Dottor Albamonte, lei è tra i maggiori esperti in tema di indagini per frodi informatiche. I suoi accertamenti alla Procura di Roma hanno riguardato anche il furto di dati sensibili.
I dati sensibili hanno sicuramente un valore commerciale, come ci racconta anche la vicenda Facebook-Cambridge Analytica. Chi avrebbe mai immaginato che i dati personali sarebbero stati usati per capire l’andamento politico di determinate categorie di soggetti o per indirizzare dei messaggi di propaganda elettorale?
Possiamo parlare di un business smisurato?

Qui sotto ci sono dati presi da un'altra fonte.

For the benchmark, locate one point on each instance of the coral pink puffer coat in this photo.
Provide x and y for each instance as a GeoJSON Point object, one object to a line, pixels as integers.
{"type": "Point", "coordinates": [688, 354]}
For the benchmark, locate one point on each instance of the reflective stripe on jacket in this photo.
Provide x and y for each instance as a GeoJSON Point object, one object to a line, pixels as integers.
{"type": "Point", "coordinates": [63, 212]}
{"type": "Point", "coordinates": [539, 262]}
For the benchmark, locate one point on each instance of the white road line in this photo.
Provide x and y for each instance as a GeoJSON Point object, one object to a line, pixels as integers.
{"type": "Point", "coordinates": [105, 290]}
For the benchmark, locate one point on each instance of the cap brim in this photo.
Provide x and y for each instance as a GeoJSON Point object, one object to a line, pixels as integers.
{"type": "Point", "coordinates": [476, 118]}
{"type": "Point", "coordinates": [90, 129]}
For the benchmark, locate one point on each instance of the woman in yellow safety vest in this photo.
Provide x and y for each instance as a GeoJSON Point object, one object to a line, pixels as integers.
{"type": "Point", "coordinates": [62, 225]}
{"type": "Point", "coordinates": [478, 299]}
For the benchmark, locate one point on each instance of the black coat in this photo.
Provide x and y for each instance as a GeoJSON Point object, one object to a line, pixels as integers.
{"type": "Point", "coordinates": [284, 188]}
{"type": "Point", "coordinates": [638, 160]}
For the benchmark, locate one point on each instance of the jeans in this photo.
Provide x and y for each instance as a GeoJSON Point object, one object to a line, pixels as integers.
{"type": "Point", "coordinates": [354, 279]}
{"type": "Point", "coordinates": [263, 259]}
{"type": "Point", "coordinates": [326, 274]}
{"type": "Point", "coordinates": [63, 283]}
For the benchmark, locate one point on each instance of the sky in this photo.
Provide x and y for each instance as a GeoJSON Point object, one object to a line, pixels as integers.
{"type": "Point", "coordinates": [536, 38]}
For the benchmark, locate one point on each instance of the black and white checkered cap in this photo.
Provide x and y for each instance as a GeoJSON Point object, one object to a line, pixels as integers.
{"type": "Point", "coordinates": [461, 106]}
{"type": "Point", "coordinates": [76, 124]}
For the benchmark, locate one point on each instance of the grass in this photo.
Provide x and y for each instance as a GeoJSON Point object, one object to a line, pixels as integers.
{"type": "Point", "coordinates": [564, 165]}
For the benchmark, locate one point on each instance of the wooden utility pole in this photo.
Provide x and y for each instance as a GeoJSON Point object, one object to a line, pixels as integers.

Certo. Immaginiamo, per esempio, il valore che potrebbero avere dei dati sulla salute dei cittadini per una azienda farmaceutica.
Cosa ne pensa del trattamento sanzionatorio in caso di furto di dati sensibili?
Noi abbiamo una legislazione sulla privacy sicuramente adeguata. Quello che non è adeguato è il livello sanzionatorio.
Ci spieghi.
La normativa è in via di revisione (allo studio c’è una bozza di decreto legislativo per armonizzare la disciplina europea con quella nazionale, ndr) da quanto risulta c’è il rischio che le sanzioni restino invariate rispetto al codice della Privacy, che nel caso di furto di dati sensibili prevede nel massimo una sanzione fino a tre anni di reclusione. Non è escluso il rischio di una depenalizzazione.
Sanzioni lievi rispetto al mercato che possono avere questi dati.
Paradossalmente il furto di un pezzo di provolone in un supermercato è punito più gravemente della sottrazione di credenziali di accesso di una banca, dati che possono essere rivenduti a caro prezzo nel deep web, quella parte di internet dove l’attività criminale riesce a sfuggire ai controlli delle forze dell’ordine.